The Vision of the Future
This is where my mind has been cooking for a few months and I have some great ideas. I think the next version of the Archive , which is a whole another thing, should allow some basic elements to exists and then be combined in different vectors. This is my finest of element creation thinking. The month would be a vector of days, each day will be a vector of things added to it, each project is the vector of additions to it, each essay the same.
And then this goes further. If you think of an essay, it can be a vector of a paragraph, a math block, another paragraph, a photograph. And then you can build whatever you wish. And connect them together in different forms. So things are in a graph, but project to temporary planes. A paragraph can be in the a day, but also in an essay, and in a quote that references it. You just have to switch the viewpoint. That is much like Maestro Nelson ’s ZigZag, things are in multiple dimensions, and you choose which dimension you would see.
And if this be realized, it could be a huge next step towards the Meta-Notation . I think about this as something like the GToolkit, you have objects that have views, and they can be combined like LEGO, you define different views, but then these are real views, they are no longer bounded to the rectangles inside the GToolkit (oh boy, I have to show it to Maestro Girba if it happens, I love the man.)
The Problem Of Implementing This
Something funny is that I’m writing this on the computer not the notebooks, and so my writing style is getting much different.
I have built AnnotationsKit and Nota Language as the basis for this. I know how to render math (which I believe is the hardest part), and how to do complex layouts and graphics.

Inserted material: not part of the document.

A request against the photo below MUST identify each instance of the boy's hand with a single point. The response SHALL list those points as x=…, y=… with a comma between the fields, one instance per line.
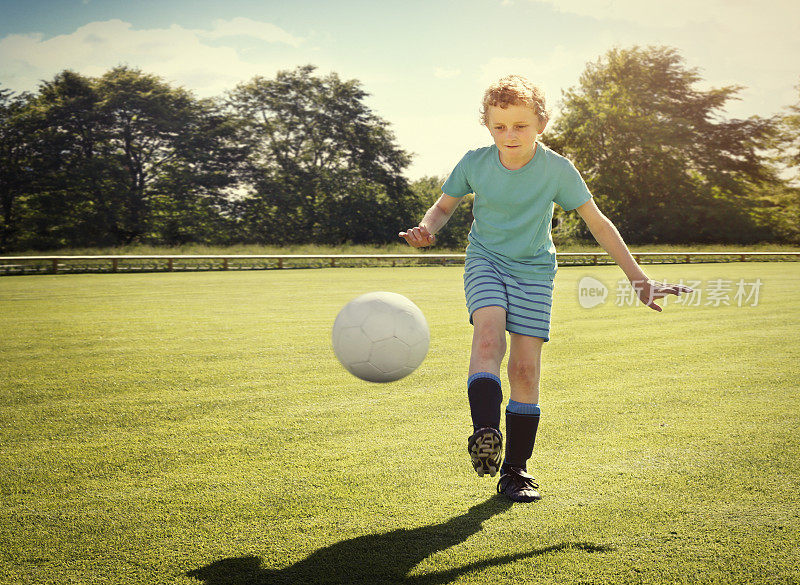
x=649, y=291
x=418, y=237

I have two choices:
Using Flutter for the GUI, which gives me: A cross-platform app that is all contained in its own world, so no platform kills it, it’ll be a castle that I can control. It is beautiful because flutter gives me the option to author all portions of the pipeline, and graphics is based on Skia (which AnnotationsKit already is), but its state management limits me.
The other option is to create a GUI Kit from the ground up. I have the rendering system of AnnotationsKit which is a lot of what has to be done. But then creating the different trees to handle mouse and keyboard and dragging and ray-tracing things, these are hard. and I think doing so will take lots of years.
So I’m not sure what to do. And how to design the basics of the the system. What should be the data types for the dimensionality? How should I make objects take part in different vectors? How should implement it to be offline, not have a separate database and yet be resillient? I don’t want to run a database, and then start the server in the terminal, only to open the app. I want to open the app and work. So I have a lots of questions, lots of designs to do, and this is the state of affairs.